When Dubai is taken into account on its own, it gets even better. A report by the prestigious Swiss IMD International Business School, puts Dubai ahead of the leaders of developed world like Japan, Britain and Germany in terms of government efficiency and economic competitiveness. All of us have grown so used to the cool and matter-of-fact efficiency of Dubai and UAE that we now take it for granted. Only when you leave the country does the significance of this flawlessly working administrative machinery dawn on you. But the most remarkable phenomenon of this place is the sheer pace of its growth and development.

Old timers here tell me how there was nothing on Shaikh Zayed Road after the Trade Center Roundabout until some years ago. My old colleagues at Khaleej Times recall how our offices stood in total isolation from downtown Dubai on a desolate stretch of land without any of the current landmarks. But why go so way back in time? What I’ve seen over the past few years is itself mind-blowing. It’s as if this amazing city has a mind of its own that drives it on, to constantly change its shape, mutating into something new every moment. Today, a quarter of the world’s available construction cranes are operating in Dubai, working 24/7, day after day and night after night on trillions of dollars worth of projects.

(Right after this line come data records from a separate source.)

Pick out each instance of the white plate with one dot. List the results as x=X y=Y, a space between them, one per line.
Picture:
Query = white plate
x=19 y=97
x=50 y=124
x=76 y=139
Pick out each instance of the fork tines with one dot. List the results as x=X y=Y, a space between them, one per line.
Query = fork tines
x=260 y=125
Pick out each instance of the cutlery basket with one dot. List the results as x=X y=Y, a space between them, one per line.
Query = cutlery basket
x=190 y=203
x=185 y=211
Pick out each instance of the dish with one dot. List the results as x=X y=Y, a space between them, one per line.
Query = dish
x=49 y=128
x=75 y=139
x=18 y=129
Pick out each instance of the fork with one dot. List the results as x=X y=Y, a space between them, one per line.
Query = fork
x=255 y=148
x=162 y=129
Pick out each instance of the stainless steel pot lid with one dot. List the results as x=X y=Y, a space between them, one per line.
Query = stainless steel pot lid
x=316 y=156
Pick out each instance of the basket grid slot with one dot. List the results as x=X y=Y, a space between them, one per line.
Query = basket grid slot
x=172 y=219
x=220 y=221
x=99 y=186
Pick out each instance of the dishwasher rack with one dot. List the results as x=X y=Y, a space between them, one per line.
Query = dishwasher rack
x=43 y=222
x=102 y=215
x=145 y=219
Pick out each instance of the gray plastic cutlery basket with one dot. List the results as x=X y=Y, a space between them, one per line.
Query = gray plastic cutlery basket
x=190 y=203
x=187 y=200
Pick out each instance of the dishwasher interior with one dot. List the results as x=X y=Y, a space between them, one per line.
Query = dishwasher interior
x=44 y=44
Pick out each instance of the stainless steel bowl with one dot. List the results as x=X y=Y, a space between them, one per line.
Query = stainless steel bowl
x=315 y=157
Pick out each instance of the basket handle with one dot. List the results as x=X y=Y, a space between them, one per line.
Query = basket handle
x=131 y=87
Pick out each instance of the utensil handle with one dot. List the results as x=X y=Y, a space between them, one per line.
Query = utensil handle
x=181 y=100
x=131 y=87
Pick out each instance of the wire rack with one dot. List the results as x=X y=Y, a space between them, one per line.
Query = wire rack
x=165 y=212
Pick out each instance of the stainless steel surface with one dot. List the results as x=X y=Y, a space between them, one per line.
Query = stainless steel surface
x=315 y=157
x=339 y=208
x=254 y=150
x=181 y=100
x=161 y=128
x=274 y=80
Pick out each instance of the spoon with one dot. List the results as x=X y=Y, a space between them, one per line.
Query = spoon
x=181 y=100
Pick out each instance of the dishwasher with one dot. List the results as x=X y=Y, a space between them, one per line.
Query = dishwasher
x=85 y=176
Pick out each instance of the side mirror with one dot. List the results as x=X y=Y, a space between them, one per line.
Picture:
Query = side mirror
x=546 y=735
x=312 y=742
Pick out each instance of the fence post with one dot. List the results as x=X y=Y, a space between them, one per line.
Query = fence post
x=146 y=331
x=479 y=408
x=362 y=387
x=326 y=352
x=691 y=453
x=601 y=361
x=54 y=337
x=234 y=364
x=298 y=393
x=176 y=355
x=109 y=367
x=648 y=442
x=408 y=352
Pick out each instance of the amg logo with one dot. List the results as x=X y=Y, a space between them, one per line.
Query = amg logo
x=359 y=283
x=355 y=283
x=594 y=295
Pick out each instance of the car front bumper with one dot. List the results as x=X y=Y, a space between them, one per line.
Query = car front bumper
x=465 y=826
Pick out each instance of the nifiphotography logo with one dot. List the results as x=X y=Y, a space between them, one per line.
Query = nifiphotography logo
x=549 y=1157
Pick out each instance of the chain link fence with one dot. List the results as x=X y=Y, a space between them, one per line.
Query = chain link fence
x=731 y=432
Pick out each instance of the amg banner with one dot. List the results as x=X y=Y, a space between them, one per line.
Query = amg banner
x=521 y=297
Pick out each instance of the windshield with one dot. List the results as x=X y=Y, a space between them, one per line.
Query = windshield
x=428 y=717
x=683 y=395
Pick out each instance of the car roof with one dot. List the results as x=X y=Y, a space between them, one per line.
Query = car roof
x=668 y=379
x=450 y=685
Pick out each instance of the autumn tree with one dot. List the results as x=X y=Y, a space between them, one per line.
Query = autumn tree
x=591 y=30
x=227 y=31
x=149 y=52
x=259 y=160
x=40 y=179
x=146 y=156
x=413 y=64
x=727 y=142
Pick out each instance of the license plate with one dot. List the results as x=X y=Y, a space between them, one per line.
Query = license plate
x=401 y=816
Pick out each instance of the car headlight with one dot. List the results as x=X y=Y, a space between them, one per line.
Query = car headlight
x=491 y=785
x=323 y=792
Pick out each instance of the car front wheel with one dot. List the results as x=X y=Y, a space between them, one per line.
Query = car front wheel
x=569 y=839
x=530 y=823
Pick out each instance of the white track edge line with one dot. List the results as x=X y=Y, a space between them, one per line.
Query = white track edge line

By now, we are all used to the grind. The tallest, biggest and boldest manifestation of every thing human imagination can conjure up is now in Dubai. Who, for instance, could have thought of ice skiing in the middle of Arabian desert? Dubai did. And Shaikh Mohammed keeps telling us what we see today is just 10 per cent of his original vision. Dubai is not only growing at a lightening pace but it’s also inspiring imitation across the Middle East and the world. And imitation, as they say, is the best form of flattery. There was a time when Dubai’s ambitious development plans were derided by some of its big neighbours as sand castles. Today, however, from Saudi Arabia to Egypt and from Tunisia to Morocco, everyone is racing to do a Dubai.

The world — the West, rather —woke up to the Dubai phenomenon only last year when DP World quietly took over the reins of the US ports — and all major ports around the world. However, Dubai has been investing big time in India, Pakistan, North Africa and elsewhere long before the neocons sat up and took note of it.

And now Shaikh Mohammed is turning his attention to other long neglected areas. In May, he unveiled a $10-billion fund to promote education in the Arab world turning it into a ‘knowledge-based society.’ And this new initiative that he has launched this Ramadan —Dubai Cares —again is a bold attempt to tackle one of the most critical problems facing our world. Goes without saying all this is the living and thriving legacy of one man and his ostensibly impossible vision. Shaikh Mohammed has been to Dubai what the late Shaikh Zayed was to UAE or Lee Kuan Yew has been to Singapore. What a critical difference one leader can make to his country and people. He can make or break a nation.

Shaikh Mohammed has always dreamed big. But then there are so many of us who dream big. What makes the Dubai leader different from the rest of us is his capacity to believe in himself and in his dreams and work to realise them. That is what makes him a visionary nonpareil. If only there were more like him in the Muslim world!